Battle of Britain (1969)
Today with CGI so prevalent in film making, it’s hard to appreciate what an achievement it was for a sixties film to produce such epic aerial combat scenes as found in Battle of Britain. Everything you’re seeing in this film is real, every dive, manoeuvre, engagement between fighters, is a real plane being flown by a real pilot and filmed by a crew in another plane. It’s an authenticity that may be lost on audiences and probably considered quaint. But then there’s a lot you can call quaint about the film Battle of Britain.

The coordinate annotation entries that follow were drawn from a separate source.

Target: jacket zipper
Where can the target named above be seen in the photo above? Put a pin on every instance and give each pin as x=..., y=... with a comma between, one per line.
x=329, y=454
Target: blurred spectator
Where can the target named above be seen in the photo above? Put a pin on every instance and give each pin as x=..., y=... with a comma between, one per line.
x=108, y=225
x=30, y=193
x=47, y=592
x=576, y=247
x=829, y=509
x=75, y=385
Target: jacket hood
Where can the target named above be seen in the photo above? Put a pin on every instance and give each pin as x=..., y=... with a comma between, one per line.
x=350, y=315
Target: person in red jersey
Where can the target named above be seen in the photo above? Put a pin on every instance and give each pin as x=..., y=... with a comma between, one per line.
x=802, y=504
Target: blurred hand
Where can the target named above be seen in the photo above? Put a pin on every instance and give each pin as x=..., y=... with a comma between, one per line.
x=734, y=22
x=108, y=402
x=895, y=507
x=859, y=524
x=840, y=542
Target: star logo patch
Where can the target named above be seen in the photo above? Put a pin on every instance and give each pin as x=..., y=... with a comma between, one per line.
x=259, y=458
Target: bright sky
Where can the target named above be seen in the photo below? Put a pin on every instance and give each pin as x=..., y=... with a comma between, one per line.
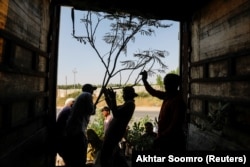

Battle of Britain is an account of the aerial battle that ran for three and a half months in the summer of 1940, an attempt by Germany to win the skies over Britain and achieve one part of conditions for a possible invasion of Britain. It’s a period that’s been seen as our darkest days turning into our finest hour and as such this film is full of heroism, daring pilots rushing off to meet the Hun in the skies and save the day for jolly old England old boy. All accompanied by a stirring triumphant score that’s decided to get the heart racing with pride whenever the RAF fighter squadrons gets the upper hand of the engagements (to be fair the Germans also get a rousing score as well).
You can call it on it’s sentimentalism towards the subject, maybe bordering on propagandist. But come on let us have this one, this was a time when “never was so much owed by so many to so few.”
In common with may war films, this has a massive cast of stars with a variety of concurrent storylines. Taking the fight to the skies are Robert Shaw, Christopher Plummer, Michael Caine (who doesn’t make it out of the first half hour, causing his distraught dog to look off teary eyed into the distance when he realises his master is not coming back) Ian Mcshane, Edward Fox. On the ground there’s Susannah York, Patrick Wymark, Kenneth More, Trevor Howard and the always goosebump inducing Lawrence Olivier as the Air Chief Marshall who delivers a haunting speech on the critical position the war was in as they began to run out of pilots.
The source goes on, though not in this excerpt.